The potassium hydroxide-urea synergy in improving the capacitive energy-storage performance of agar-derived carbon aerogels

Abstract

The electrochemical performance of biomass-derived carbon materials is strongly correlated to the chemical compositions and processing conditions. In this work, we demonstrate a crosslinker-free sol-gel method to synthesize N-doped porous carbon aerogels from agar hydrogels. The most significant distinction of our method from the existing carbon-production protocols is the involvement of potassium hydroxide (KOH) and urea, the two structure and composition modifiers. We establish the correlations between the dual modifiers and the physical and electrochemical properties of the resultant carbon aerogels as supercapacitor electrodes. Specifically, electrochemical tests reveal that both KOH and urea are indispensable to obtain carbon aerogels with surface areas surpassing 2000 m2/g and a gravimetric capacitance approaching 400 F/g at 0.5 A/g.
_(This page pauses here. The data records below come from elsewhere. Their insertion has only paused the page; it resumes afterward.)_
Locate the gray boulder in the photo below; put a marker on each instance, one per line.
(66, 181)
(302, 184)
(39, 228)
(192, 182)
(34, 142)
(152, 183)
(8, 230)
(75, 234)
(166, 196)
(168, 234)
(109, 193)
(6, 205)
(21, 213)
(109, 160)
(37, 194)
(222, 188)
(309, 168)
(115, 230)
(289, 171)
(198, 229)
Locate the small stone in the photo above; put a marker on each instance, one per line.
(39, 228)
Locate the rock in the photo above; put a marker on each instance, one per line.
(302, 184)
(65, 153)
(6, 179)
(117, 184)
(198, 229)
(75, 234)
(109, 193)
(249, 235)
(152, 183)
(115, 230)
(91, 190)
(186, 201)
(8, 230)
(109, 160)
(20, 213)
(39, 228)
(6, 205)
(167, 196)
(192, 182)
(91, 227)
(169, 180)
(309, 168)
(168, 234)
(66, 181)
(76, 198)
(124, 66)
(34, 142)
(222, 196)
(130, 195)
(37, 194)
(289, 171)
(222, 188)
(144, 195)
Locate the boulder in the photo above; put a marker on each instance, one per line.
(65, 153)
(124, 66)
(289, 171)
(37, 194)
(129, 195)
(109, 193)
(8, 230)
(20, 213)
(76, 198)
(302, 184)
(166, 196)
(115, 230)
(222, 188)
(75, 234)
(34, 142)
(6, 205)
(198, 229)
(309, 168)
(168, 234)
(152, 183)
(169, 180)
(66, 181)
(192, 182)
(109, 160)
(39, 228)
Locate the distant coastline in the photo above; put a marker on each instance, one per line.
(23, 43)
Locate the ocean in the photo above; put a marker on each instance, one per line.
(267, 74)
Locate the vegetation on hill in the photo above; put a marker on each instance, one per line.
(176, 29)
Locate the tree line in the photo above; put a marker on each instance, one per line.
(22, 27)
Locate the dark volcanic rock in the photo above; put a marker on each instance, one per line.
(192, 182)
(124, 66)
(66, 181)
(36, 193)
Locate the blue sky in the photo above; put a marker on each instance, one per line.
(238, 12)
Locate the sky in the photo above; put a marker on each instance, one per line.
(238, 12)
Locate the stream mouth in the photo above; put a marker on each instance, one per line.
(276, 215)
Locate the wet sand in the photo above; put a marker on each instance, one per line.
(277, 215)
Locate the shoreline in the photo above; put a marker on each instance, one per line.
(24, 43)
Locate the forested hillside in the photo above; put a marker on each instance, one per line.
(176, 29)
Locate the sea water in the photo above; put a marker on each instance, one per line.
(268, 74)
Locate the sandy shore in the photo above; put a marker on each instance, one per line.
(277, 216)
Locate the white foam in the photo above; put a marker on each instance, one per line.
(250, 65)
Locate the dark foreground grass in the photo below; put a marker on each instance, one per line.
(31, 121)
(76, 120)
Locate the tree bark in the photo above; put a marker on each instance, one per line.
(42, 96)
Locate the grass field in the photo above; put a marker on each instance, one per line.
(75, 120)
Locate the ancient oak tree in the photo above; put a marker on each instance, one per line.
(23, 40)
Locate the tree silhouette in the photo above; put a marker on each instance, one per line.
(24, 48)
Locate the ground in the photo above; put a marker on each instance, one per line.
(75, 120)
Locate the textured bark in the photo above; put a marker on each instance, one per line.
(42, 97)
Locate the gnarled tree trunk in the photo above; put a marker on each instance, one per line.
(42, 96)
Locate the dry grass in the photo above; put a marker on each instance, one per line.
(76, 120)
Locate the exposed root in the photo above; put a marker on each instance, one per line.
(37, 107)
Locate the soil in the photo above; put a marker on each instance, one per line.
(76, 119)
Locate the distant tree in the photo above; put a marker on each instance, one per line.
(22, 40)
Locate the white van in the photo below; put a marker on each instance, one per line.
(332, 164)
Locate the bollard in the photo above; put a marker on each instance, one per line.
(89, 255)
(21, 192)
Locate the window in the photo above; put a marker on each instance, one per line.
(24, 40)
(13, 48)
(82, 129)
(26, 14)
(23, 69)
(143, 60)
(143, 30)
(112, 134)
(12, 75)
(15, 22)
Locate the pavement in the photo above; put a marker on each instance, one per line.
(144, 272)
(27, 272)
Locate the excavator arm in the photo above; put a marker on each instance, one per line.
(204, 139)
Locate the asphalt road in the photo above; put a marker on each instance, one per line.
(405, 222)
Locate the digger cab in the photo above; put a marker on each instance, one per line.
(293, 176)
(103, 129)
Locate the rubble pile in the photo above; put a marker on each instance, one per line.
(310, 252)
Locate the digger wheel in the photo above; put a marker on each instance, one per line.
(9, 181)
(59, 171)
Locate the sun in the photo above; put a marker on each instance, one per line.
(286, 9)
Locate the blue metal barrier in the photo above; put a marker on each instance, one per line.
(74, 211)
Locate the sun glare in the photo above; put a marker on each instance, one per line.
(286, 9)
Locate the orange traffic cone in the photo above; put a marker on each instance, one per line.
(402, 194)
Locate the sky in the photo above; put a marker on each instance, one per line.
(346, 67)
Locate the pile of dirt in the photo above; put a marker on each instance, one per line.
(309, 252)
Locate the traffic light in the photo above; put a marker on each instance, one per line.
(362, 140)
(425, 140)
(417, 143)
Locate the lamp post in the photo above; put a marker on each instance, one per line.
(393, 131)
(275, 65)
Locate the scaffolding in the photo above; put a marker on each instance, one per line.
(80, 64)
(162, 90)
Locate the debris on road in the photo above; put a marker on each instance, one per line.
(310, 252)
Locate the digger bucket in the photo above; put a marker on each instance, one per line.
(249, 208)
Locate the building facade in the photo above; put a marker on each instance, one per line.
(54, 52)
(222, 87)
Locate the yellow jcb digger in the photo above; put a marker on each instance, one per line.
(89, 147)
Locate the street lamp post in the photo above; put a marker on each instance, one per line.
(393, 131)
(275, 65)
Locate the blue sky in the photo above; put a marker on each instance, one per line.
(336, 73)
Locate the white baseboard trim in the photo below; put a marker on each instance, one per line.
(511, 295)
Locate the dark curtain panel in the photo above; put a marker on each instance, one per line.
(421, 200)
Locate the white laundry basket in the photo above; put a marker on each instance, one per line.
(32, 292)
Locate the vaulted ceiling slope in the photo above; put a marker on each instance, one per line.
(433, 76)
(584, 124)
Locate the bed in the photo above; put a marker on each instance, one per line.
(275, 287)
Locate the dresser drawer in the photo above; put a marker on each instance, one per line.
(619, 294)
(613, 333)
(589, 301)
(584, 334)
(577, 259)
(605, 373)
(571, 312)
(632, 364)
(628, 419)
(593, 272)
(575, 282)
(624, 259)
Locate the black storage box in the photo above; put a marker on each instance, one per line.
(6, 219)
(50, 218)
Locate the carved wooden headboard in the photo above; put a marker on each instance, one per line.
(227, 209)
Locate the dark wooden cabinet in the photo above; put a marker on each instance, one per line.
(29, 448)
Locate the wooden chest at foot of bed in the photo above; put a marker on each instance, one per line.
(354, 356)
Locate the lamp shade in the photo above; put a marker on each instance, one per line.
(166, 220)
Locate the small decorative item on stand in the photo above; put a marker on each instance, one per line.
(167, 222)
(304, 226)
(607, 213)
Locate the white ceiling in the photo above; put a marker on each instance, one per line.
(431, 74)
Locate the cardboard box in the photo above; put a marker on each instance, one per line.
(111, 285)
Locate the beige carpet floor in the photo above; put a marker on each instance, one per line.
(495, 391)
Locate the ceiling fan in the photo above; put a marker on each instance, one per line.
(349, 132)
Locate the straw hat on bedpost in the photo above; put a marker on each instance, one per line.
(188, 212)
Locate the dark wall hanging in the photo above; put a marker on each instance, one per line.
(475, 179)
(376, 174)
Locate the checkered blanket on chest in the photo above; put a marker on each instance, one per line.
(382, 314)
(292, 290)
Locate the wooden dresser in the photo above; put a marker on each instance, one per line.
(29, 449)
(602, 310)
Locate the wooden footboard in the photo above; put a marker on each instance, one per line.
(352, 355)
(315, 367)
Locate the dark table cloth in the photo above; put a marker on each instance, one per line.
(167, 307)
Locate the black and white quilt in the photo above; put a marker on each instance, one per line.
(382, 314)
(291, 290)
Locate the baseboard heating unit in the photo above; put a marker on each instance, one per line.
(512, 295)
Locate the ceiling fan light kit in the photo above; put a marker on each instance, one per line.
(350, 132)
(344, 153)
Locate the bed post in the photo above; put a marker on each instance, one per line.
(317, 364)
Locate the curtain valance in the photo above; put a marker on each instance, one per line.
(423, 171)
The capacitance remains among the top of the porous carbon supercapacitor electrodes reported in the literature. In addition, the carbon aerogels are highly robust with only 4% capacitance loss after 10000 consecutive charge-discharge cycles. We expect the incorporation of KOH and urea in organic carbon precursors is effective and general in elevating the capacitance and rate capability of biomass-derived carbons, and will greatly enrich the material tool box for designing electrochemical devices including supercapacitors, batteries and fuel cells.